На крыльцо вышла повариха, пожилая русская женщина с круглым добродушным лицом, изрезанным мелкими частыми морщинками, с седыми волосами, тщательно убранными под белую косынку.

— Это особенный баран, — увлеченно продолжал повар, — клянусь бородой пророка. Он не знает, что такое молоко — мать поила его водкой прямо из сосцов.

Повариха опустилась на ступеньку рядом с поваром и, подперев подбородок ладошкой, поглядела на барана, мирно пощипывавшего травку в углу двора.

— Ну и баран! — сочувственно сказала повариха. — Кадам пригнал его с гор.

— А я думал, Кадам пригнал его из Ташкента! — рассердился повар. — Это лев! Я убью его!

Повар решительно поднялся с крыльца и бросился к барану. Баран отбежал грациозно.

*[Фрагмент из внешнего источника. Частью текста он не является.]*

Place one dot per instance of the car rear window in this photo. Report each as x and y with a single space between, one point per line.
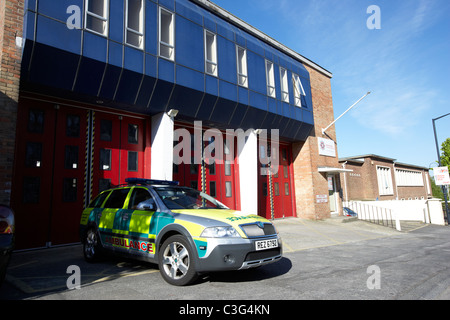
117 199
98 201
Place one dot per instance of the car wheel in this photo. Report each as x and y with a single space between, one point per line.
176 261
91 246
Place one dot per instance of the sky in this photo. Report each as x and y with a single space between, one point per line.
405 64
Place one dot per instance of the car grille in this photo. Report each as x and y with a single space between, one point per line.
253 230
260 255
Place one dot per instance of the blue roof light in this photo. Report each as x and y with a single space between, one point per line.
150 181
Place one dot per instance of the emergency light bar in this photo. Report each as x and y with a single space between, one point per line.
141 181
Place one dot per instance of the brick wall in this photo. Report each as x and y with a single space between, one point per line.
11 26
362 183
308 181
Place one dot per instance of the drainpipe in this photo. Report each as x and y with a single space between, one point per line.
345 181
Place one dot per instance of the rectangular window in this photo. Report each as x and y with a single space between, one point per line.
298 90
71 157
97 16
384 181
210 53
73 126
105 159
241 54
166 34
133 133
212 188
270 79
409 178
70 190
36 121
135 23
132 161
228 189
33 155
284 85
117 199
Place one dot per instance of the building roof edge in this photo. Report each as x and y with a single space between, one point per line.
214 8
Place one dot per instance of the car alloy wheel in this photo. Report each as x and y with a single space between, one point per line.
176 261
91 245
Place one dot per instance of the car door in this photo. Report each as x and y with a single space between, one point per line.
132 224
113 205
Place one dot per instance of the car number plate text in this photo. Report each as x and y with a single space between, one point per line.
266 244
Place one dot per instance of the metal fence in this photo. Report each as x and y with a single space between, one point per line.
373 214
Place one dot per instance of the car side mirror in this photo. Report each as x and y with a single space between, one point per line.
147 205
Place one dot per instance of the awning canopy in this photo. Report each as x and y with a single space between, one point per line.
333 170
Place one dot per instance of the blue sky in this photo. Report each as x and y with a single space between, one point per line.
405 64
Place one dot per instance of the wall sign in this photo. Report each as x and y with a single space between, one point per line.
326 147
321 198
441 176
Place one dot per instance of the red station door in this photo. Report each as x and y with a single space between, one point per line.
276 191
218 178
47 191
119 145
57 167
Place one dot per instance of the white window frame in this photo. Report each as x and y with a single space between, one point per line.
409 178
211 65
242 71
298 90
384 178
270 79
167 45
140 32
284 85
92 15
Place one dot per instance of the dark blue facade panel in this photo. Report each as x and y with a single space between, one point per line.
105 68
189 49
90 75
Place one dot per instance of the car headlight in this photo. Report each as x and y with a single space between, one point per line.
220 232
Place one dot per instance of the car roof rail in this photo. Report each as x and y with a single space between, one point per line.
146 182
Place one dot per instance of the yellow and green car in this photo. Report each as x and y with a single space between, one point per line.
184 231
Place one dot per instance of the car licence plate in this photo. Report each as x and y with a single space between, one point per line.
266 244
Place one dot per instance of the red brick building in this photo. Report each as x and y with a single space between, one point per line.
375 177
87 101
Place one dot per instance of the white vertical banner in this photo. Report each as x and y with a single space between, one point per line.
441 176
326 147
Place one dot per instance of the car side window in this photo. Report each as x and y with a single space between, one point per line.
98 201
137 196
117 199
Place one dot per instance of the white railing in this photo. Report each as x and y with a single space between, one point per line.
371 213
391 212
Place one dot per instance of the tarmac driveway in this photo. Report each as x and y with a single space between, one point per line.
322 260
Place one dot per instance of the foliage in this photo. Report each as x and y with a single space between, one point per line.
445 155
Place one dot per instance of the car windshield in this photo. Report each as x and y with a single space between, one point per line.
187 198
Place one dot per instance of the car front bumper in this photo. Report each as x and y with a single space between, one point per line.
237 254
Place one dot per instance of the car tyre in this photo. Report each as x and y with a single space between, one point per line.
177 262
91 246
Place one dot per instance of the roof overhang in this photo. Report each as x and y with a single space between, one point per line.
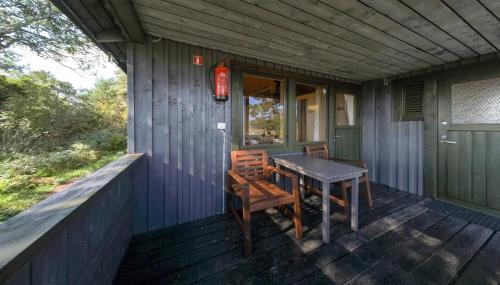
359 40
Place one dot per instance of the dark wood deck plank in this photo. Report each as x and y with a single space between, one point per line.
484 268
446 262
399 237
309 243
371 251
304 266
189 239
157 266
396 267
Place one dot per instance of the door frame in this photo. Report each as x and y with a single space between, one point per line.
443 109
333 120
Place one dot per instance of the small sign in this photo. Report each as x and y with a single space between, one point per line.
197 60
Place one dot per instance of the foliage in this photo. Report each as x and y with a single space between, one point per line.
24 181
39 26
51 133
265 116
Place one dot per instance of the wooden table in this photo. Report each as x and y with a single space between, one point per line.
326 171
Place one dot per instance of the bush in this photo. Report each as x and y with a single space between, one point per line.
107 140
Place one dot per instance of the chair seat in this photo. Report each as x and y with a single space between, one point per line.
264 195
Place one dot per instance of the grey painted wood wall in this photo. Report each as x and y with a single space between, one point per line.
173 120
392 149
76 236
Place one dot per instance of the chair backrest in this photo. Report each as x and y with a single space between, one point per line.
250 164
317 150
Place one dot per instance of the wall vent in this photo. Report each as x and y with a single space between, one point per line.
413 100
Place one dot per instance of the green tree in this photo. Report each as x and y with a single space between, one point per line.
39 26
40 112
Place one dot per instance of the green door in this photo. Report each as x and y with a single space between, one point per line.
345 136
469 141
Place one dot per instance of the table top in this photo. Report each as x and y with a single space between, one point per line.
320 169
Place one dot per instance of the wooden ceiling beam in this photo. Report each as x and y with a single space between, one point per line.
110 36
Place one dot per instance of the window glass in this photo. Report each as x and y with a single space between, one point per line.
345 109
476 102
310 102
263 109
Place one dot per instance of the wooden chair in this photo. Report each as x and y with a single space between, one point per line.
321 151
248 181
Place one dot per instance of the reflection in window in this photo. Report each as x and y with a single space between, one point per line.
346 109
310 113
263 121
476 102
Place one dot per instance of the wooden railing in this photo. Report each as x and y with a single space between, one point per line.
76 236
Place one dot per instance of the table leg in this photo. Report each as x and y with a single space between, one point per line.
354 204
326 212
302 187
278 175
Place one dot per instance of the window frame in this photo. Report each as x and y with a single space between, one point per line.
291 76
241 109
356 107
293 111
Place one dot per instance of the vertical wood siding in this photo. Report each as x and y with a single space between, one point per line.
392 150
173 120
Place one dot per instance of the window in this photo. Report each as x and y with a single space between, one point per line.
263 116
476 102
413 99
310 102
346 109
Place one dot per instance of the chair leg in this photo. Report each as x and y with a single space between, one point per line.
297 219
247 237
343 189
368 193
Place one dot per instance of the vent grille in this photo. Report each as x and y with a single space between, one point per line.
413 100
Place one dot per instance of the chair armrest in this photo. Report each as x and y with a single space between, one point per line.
240 182
291 176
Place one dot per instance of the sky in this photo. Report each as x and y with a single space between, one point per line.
80 79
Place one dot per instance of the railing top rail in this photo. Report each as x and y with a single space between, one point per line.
21 235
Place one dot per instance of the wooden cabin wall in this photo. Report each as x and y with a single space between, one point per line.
392 149
173 120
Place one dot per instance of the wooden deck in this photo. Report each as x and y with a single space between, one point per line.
401 238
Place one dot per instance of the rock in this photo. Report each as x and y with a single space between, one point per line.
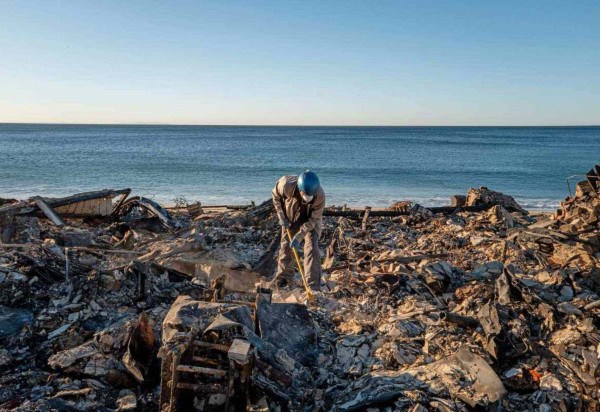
550 382
127 401
488 270
12 320
75 237
217 399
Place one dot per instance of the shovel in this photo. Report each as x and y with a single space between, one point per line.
309 294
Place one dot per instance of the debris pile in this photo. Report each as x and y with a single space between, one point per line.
116 303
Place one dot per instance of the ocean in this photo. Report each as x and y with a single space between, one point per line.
358 166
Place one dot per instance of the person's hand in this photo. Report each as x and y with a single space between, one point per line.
296 240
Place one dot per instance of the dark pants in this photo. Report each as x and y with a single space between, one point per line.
312 259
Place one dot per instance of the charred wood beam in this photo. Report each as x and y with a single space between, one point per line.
30 207
49 211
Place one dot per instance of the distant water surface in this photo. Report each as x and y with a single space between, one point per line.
357 165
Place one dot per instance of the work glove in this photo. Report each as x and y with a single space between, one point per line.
296 240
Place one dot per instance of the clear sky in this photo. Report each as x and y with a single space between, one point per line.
304 62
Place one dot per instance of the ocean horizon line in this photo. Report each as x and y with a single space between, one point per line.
300 125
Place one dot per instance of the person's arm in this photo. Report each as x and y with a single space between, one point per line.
316 215
278 196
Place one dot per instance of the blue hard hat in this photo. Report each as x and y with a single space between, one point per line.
308 182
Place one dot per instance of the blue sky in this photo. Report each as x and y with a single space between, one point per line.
301 62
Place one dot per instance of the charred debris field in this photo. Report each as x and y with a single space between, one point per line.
114 302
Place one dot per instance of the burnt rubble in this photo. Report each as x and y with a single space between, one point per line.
116 303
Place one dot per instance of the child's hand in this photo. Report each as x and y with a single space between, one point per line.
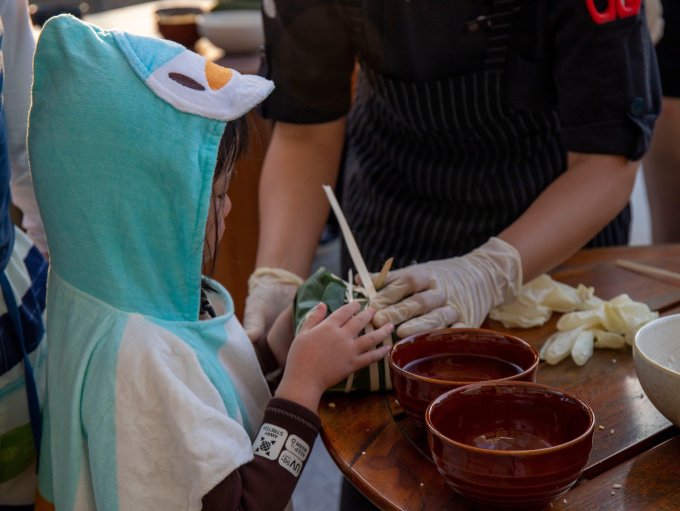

— Держи его! — закричал повар. — Молодец-дурак-умница!

Повариха, распялив на руках подол фартука, помогала повару ловить барана. Наконец, повар схватил его за рог и за шею и потащил к стене столовой. Там, на земле, уже лежали три сырые от крови шкуры.

— Ты — сурок, а я — Карим, — сказал повар барану. — Сейчас я разделаюсь с тобой… Это я превратил тебя в сурка!

С этими словами повар вытянул из кармана бечевку и связал барану задние ноги с передней правой.

— Принеси тазик, женщина, — распорядился повар, опускаясь на корточки возле барана. — Кровь не должна пролиться на землю.

Повариха ушла на кухню и вернулась с небольшим медным тазиком. Передав его повару, она снова села на ступеньку крыльца.

— Чудной он все-таки, — сказала повариха раздумчиво, глядя в спину орудующего над бараном повара. — Такую ораву кормить! А зимой зубы сосать будут… Неразумный!

— Сейчас мы посмотрим, кто из нас настоящий мужчина! — веско заявил повар барану.

— Увез бы ее к себе в горы, — напевно продолжала повариха, — никто бы и не заметил, и разговоров бы не было… А то собрала весь поселок, голову платком покрыла: невеста! Вот и чешут языки, кому не лень, на его деньги гуляют — и чешут. Стыды!

— Стыдливость — достоинство невесты, — изрек повар. — Лев убивает барана, буфетчица устраивает свадьбу в столовой. Буфет не годится для свадьбы.

— С тобой что говори, что молчи! — досадливо воскликнула повариха. — Черт такой! Свадьба один раз бывает, на всю жизнь чтоб запомнить!